3D graphene-based frameworks with interpenetrating macroporous structures have attracted great interests recently since they can serve as robust matrix for accommodating guest nanoparticles for use in a wide range of applications. Here, an adsorption-hydrothermal strategy is adopted for the in-situ growth of Ni(OH)2 nanoplates using three dimensional (3D) nitrogen-containing graphene hydrogel (NG) as the substrate. The NG/Ni(OH)2 nanocomposite hydrogel thus obtained is explored as the monolithic free-standing supercapacitor electrode without adding any other binders or conductive additives. The 3D hierarchical structure of the NG/Ni(OH)2 nanocomposite can not only provide a large accessible surface area, but also facilitate ion diffusion and charge transport for much improved supercapacitive performance.
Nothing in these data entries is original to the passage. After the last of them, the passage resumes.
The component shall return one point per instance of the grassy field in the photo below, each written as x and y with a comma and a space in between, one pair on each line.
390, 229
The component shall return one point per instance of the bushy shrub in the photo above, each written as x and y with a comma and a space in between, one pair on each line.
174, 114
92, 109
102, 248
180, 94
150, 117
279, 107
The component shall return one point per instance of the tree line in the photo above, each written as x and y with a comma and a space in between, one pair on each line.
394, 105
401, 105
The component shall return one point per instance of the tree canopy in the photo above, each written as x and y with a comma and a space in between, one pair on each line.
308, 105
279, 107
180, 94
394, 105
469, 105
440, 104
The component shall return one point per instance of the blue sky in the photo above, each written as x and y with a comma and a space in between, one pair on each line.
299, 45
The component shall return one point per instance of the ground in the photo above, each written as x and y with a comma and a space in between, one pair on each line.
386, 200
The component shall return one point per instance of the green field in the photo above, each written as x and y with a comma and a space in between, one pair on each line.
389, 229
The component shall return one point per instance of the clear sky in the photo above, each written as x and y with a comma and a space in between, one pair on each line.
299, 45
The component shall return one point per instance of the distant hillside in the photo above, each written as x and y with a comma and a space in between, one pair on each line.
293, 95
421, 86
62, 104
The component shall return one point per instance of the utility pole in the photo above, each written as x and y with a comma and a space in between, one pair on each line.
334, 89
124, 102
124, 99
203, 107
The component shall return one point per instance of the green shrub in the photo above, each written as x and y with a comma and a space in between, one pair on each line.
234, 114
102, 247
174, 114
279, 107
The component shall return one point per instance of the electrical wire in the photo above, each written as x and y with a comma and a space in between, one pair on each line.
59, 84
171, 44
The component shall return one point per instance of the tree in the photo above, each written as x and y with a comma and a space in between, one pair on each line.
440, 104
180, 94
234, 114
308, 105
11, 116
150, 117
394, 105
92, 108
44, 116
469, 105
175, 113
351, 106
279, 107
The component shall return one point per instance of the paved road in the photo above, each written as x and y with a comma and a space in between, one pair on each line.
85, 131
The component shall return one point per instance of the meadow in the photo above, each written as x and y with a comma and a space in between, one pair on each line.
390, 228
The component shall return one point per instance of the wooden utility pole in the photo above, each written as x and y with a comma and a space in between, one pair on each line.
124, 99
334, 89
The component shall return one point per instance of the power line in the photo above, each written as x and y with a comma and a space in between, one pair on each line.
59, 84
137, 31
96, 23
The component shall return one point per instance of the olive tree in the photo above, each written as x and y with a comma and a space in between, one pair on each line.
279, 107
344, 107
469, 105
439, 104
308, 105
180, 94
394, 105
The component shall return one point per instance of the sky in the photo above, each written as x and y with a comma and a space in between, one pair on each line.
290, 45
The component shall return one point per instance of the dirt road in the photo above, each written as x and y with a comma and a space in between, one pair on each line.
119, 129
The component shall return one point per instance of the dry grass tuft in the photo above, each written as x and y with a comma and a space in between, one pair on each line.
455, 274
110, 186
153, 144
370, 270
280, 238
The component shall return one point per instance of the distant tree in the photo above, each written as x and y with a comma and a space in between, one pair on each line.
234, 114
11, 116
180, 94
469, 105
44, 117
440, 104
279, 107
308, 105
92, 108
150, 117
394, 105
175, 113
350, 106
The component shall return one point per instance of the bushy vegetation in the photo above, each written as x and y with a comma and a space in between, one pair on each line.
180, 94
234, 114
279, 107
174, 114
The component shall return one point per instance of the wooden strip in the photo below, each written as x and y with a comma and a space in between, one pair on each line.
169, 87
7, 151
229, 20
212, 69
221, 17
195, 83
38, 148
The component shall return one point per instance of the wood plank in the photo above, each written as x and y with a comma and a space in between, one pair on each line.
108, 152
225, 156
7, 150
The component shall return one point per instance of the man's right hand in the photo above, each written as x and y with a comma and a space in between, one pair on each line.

The gel with Ni(OH)2 loading of ∼40% achieves a high specific capacitance of 782Fg−1at the current density of 0.2Ag−1, which equals to a specific capacitance of 1748Fg−1 based on the mass of Ni(OH)2 alone. Excellent cycling stability of only 10% capacitance loss after 10000 cycles is also achieved due to the robust adhesion between the metal hydroxide and nitrogen containing graphene. Furthermore, high capacitance retention of ∼80% can be achieved when the current density is increased 100 fold from 0.2 to 20Ag−1.